8. El sistema de suministro de farmacos de acuerdo con una cualquiera de las reivindicaciones precedentes en el que dicho azucar-fosfato es una glucosa-fosfato, preferiblemente una glucosa-1-fosfato, preferiblemente un alfa-D- glucosa-1-fosfato, mas preferiblemente alfa-D-glucosa -1-fosfato hidrato disodico.
9. El sistema de suministro de farmacos de acuerdo con una cualquiera de las reivindicaciones anteriores, que comprende al menos 1%, al menos 2%, 1 a 30%, 2 a 10%, o 2 a 5%, preferiblemente 2 a 5% en peso del peptido en su forma de base libre basado en el peso total del sistema de suministro de farmacos.
10. El sistema de suministro de farmacos de acuerdo con una cualquiera de las reivindicaciones anteriores, que comprende, sustancialmente comprende, consiste esencialmente en, o consiste en, que consiste preferiblemente en

(a) 2 a 5% en peso de un peptido hidrofobo en su forma de base libre, preferiblemente presente en forma de sal de pamoato, preferiblemente el peptido es pamoato pasireotida,

(b) 1 a 2% en peso de un quitosano que tiene un DD de 90 ± 2,5% y un MW de 135 ± 20 kDa, se somete a un acido, somete preferiblemente a acido clorhidrico.

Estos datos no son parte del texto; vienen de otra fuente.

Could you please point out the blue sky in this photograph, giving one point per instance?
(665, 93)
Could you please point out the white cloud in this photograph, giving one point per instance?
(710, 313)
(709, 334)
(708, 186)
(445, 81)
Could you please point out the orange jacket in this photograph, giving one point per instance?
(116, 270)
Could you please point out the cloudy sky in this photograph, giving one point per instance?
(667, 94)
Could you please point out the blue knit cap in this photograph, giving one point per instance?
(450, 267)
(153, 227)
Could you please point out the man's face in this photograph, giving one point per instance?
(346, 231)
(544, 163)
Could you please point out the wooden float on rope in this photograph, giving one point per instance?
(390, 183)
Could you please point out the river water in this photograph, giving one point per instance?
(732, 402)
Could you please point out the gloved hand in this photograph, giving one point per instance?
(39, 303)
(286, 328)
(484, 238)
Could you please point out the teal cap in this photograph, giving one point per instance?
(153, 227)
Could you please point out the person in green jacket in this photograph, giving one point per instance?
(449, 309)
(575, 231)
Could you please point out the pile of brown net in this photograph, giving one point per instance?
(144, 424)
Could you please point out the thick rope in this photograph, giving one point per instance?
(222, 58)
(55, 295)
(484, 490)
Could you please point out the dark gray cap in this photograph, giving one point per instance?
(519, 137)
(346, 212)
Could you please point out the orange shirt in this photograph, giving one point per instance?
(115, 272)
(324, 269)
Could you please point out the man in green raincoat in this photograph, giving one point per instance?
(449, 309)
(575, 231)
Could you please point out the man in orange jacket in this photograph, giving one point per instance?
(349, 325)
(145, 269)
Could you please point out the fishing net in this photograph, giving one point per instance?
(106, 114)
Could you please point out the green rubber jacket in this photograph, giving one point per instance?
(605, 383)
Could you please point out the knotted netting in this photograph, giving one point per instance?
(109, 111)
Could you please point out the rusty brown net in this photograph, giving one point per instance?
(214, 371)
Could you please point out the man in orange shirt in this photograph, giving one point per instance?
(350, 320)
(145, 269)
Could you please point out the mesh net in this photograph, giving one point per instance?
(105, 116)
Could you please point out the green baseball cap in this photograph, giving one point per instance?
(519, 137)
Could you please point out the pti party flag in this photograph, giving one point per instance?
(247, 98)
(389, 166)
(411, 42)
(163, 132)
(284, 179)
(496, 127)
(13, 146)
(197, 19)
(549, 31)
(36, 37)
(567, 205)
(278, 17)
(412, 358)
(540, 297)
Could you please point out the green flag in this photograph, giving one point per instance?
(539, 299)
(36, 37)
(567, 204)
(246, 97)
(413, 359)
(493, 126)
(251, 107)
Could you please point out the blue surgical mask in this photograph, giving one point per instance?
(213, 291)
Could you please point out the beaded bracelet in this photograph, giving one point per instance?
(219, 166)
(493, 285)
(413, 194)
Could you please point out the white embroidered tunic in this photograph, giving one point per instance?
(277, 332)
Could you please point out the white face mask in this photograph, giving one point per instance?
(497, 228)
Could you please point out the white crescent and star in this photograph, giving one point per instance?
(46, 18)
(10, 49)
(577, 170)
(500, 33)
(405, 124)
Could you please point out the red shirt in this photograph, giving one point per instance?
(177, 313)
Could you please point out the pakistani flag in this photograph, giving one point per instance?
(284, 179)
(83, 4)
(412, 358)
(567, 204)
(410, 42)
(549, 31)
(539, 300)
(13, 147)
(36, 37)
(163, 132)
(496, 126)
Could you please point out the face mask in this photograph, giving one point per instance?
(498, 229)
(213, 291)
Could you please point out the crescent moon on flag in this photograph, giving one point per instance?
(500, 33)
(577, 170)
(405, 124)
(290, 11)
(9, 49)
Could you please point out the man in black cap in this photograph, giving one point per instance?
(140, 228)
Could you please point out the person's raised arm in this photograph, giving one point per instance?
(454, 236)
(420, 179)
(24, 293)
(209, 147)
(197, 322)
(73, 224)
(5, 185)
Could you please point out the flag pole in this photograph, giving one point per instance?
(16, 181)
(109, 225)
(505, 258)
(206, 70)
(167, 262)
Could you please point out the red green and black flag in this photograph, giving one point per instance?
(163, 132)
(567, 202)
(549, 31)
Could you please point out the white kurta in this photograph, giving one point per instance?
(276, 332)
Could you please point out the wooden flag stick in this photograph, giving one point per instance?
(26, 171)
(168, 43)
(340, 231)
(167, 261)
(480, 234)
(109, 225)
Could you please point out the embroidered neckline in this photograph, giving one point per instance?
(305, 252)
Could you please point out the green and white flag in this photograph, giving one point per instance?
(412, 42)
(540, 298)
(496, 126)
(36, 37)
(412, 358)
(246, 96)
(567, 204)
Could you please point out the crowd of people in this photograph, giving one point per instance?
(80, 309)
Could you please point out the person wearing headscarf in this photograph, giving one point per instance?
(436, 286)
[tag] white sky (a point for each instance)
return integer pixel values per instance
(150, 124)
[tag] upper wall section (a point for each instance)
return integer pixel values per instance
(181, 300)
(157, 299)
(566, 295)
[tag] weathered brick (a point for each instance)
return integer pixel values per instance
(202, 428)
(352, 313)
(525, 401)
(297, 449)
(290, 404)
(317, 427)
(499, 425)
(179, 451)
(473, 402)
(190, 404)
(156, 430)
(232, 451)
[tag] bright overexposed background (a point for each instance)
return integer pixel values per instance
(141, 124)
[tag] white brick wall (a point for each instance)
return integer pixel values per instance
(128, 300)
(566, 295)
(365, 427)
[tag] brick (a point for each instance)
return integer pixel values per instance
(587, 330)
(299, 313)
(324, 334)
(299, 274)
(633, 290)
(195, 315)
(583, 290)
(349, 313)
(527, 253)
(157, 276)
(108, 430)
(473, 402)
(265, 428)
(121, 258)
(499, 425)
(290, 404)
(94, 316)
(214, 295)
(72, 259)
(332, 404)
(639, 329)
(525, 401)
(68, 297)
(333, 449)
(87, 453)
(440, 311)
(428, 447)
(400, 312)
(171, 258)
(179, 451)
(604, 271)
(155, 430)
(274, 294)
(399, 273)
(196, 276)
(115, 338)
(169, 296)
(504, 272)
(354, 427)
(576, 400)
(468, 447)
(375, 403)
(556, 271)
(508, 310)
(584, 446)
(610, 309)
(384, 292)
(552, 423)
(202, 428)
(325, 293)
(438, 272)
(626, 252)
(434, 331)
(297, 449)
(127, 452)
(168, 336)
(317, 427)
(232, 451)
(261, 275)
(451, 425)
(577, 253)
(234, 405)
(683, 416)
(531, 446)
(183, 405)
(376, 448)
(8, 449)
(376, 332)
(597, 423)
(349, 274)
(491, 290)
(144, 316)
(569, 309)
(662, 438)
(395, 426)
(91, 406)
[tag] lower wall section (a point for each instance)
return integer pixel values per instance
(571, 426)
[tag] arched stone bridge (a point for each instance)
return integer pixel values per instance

(c) 10 a 25% en peso de glucosa-1 -fosfato, y

(d) agua.

con base en el peso total del sistema de suministro de farmacos
11. Un procedimiento para preparar el sistema de suministro de farmacos como se define en uma cualquiera de las reivindicaciones 1 a 10, que comprende siguientes etapas de proceso:

(1) disolver el quitosano en una solucion acida acuosa, preferiblemente en una solucion de acido clorhidrico,

(2) disolver el azucar-fosfato en un medio acuoso, preferiblemente en agua,

(3) disolver, dissolver parcialmente, o dispersar el peptido en la solucion de azucar-fosfato, preferiblemente dispersar el peptido, y

(4) combinar la solucion peptido/glucosa-fosfato y/o la suspension con la solucion de quitosano.
12. Una forma de dosificacion que comprende el sistema de suministro de farmacos de acuerdo con una cualquiera de las reivindicaciones 1 a 10, en forma de un liquido, preferiblemente una suspension en una ampolla, vial o jeringa precargada, preferiblemente en forma de una suspension en una jeringa precargada equipada con una aguja de 5 inyeccion 21G o mas fina, preferiblemente 25G o mas fina.